Breath judges whether the caption information includes sensitive keys word in predetermined keyword library.
Optionally, it is described obtain data to be tested caption information, judge the caption information whether include
Sensitive keys word in predetermined keyword library, further includes:
Obtain the currently watched video data of user caption information, judge the caption information whether include
Sensitive keys word in predetermined keyword library.
According to another aspect of the present invention, a kind of data filtering device is additionally provided,
Judgment module is configured to obtain the caption information of data to be tested, whether judges the caption information
Including the sensitive keys word in predetermined keyword library;
First obtains module, if being configured to the caption information includes the sensitive keys in the predetermined keyword library
Word then obtains the quantity of the sensitive keys word;
Second obtains module, is configured to obtain the network click amount of the data to be tested;
Filtering module, be configured in the network click amount and caption information of the data to be tested include
The quantity of sensitive keys word filters the data to be tested.
Optionally, the filtering module includes:
First filter element is configured to when the network click amount of the data to be tested be more than the first default click volume, and
When the quantity for the sensitive keys word for including in the caption information is more than the first default value, the number to be detected is filtered
According to;And/or
Second filter element is configured to the network click amount when the data to be tested lower than the second default click volume, and
When the quantity for the sensitive keys word for including in the caption information is more than the second default value, the number to be detected is filtered
According to.
Optionally, the judgment module is additionally configured to:
The network click amount of each data in presetting database is obtained, and is ranked up based on the network click amount, according to
The data of network click amount within a preset range generate hot data library;
Any data in the hot data library is chosen as data to be tested, obtains the text of the data to be tested
Heading message;
Judge whether the caption information includes sensitive keys word in predetermined keyword library.

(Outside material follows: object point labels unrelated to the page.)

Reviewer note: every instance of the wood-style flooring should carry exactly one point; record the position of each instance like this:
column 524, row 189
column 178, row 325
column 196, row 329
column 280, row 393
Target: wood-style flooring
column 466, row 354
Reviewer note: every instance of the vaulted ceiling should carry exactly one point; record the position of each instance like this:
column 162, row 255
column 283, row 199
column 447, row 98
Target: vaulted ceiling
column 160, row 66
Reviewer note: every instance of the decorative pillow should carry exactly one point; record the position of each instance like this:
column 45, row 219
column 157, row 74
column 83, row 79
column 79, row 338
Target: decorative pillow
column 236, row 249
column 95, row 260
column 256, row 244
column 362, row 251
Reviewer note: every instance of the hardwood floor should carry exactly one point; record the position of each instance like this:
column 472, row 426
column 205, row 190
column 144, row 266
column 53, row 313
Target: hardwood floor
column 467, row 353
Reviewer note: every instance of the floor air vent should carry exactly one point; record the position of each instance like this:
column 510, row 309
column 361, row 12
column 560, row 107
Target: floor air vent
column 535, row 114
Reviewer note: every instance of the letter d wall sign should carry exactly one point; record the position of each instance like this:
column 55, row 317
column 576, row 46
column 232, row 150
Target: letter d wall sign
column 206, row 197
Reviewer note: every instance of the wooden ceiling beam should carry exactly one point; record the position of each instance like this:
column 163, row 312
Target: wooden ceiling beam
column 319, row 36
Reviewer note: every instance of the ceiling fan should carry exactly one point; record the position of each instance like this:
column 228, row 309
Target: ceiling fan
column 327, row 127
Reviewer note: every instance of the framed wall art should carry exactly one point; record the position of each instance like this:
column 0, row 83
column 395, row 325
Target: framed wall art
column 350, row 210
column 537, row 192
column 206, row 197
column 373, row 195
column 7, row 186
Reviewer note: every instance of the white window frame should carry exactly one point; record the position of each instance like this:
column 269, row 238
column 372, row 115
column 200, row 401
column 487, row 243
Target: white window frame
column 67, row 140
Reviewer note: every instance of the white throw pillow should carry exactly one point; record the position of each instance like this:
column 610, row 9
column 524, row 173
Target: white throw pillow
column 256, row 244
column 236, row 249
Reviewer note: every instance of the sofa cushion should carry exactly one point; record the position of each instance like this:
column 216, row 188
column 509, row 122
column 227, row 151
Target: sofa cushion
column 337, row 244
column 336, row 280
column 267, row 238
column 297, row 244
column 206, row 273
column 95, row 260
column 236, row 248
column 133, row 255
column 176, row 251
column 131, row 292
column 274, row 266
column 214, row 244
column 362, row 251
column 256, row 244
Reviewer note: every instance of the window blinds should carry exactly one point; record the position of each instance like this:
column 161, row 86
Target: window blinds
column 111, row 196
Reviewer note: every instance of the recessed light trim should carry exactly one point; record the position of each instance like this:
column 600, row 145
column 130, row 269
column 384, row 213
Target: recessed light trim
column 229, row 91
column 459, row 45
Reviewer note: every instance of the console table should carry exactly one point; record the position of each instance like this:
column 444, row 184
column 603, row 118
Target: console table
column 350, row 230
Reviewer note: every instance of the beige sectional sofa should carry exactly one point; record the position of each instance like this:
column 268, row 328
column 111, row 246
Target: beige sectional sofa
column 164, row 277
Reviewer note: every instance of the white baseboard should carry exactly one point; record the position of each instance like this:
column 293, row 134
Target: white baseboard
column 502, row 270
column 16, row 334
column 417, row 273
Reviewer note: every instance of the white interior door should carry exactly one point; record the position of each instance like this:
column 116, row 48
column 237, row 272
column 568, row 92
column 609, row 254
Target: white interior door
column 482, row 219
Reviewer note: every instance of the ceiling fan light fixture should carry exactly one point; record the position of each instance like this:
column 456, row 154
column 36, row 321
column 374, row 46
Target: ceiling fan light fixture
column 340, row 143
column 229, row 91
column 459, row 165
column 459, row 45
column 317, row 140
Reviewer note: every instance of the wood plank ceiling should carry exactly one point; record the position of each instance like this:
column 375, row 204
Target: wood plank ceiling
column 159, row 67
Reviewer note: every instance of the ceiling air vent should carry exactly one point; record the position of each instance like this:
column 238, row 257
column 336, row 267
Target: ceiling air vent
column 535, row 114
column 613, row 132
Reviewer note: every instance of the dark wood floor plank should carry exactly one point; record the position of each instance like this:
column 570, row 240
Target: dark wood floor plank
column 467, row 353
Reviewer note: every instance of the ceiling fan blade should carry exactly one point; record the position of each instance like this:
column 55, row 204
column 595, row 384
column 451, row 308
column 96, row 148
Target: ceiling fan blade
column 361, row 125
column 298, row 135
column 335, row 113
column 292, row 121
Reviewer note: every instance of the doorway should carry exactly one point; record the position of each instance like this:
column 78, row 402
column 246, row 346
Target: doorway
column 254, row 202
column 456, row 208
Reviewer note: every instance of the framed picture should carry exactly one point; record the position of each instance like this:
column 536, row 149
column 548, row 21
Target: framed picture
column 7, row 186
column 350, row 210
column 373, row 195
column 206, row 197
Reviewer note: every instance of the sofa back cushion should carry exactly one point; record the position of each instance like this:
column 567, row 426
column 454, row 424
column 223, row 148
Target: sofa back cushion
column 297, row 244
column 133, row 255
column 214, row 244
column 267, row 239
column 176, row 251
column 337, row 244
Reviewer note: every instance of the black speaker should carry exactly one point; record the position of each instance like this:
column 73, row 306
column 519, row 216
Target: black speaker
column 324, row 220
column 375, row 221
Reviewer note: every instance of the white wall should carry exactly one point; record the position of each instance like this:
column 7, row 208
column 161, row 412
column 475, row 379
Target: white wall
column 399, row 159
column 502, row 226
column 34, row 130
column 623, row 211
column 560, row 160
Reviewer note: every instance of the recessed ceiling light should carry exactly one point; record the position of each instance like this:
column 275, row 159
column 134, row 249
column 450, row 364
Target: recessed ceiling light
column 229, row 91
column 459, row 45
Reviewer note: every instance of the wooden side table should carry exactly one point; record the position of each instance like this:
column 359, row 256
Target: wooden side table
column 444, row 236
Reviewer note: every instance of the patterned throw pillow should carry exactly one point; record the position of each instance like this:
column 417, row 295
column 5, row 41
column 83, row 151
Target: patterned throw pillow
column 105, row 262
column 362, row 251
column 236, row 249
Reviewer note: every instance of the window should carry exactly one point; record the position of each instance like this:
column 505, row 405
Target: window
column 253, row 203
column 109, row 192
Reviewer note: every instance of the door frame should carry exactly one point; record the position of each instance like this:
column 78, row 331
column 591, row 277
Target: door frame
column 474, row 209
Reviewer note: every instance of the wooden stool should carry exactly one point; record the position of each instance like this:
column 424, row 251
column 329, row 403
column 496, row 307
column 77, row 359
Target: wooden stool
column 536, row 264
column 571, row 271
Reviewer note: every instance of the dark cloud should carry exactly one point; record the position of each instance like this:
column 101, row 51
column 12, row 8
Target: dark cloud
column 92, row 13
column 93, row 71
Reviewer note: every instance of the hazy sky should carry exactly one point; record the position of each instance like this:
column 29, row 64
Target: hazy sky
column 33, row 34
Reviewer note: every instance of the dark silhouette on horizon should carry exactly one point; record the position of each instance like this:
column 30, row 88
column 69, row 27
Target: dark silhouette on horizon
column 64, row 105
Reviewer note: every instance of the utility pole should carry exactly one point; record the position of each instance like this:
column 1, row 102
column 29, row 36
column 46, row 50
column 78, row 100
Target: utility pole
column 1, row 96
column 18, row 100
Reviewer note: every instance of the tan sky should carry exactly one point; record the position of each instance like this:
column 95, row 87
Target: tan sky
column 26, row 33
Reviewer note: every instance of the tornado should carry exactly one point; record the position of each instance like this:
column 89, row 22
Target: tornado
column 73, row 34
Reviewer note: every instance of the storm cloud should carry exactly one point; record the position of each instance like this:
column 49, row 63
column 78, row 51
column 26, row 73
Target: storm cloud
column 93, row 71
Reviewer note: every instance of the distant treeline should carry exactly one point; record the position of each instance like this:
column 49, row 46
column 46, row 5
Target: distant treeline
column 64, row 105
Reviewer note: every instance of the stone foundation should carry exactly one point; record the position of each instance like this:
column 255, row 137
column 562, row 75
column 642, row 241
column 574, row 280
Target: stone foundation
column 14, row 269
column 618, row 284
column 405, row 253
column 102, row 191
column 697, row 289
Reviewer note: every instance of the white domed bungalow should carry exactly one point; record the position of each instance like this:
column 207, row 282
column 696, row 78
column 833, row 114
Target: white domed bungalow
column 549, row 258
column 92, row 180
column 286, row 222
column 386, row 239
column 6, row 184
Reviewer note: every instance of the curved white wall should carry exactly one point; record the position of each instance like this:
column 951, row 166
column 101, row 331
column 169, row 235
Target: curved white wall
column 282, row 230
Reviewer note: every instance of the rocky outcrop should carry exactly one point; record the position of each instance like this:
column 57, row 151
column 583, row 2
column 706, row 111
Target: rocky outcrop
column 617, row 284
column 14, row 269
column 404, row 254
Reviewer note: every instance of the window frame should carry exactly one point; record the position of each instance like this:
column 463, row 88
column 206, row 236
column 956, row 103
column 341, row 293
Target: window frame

Optionally, the judgment module is additionally configured to:
Before judging whether the caption information include sensitive keys word in predetermined keyword library, obtains and pass through
The sensitive keys word of manual examination and verification and/or be already expired filter data article title information extraction sensitive keys word;
Predetermined keyword library is constructed based on the sensitive keys word.
Optionally, the judgment module is additionally configured to:
The caption information is segmented, at least one word that the caption information includes is obtained;
The word is matched with the sensitive keys word in the predetermined keyword library;
When the sensitive keys word successful match in the word and the predetermined keyword library, the caption is judged
Information includes the sensitive keys word in predetermined keyword library;
When the word matches unsuccessful with the sensitive keys word in the predetermined keyword library, the text mark is judged
Topic information does not include the sensitive keys word in predetermined keyword library.
Optionally, the data to be tested include internet video data;
The judgment module is additionally configured to obtain the video data for being stored in video server and/or the main live streaming of live streaming
Video data caption information, judge whether the caption information includes sensitive keys in predetermined keyword library
Word.
Optionally, the judgment module is additionally configured to obtain the caption information of the currently watched video data of user,
Judge whether the caption information includes sensitive keys word in predetermined keyword library.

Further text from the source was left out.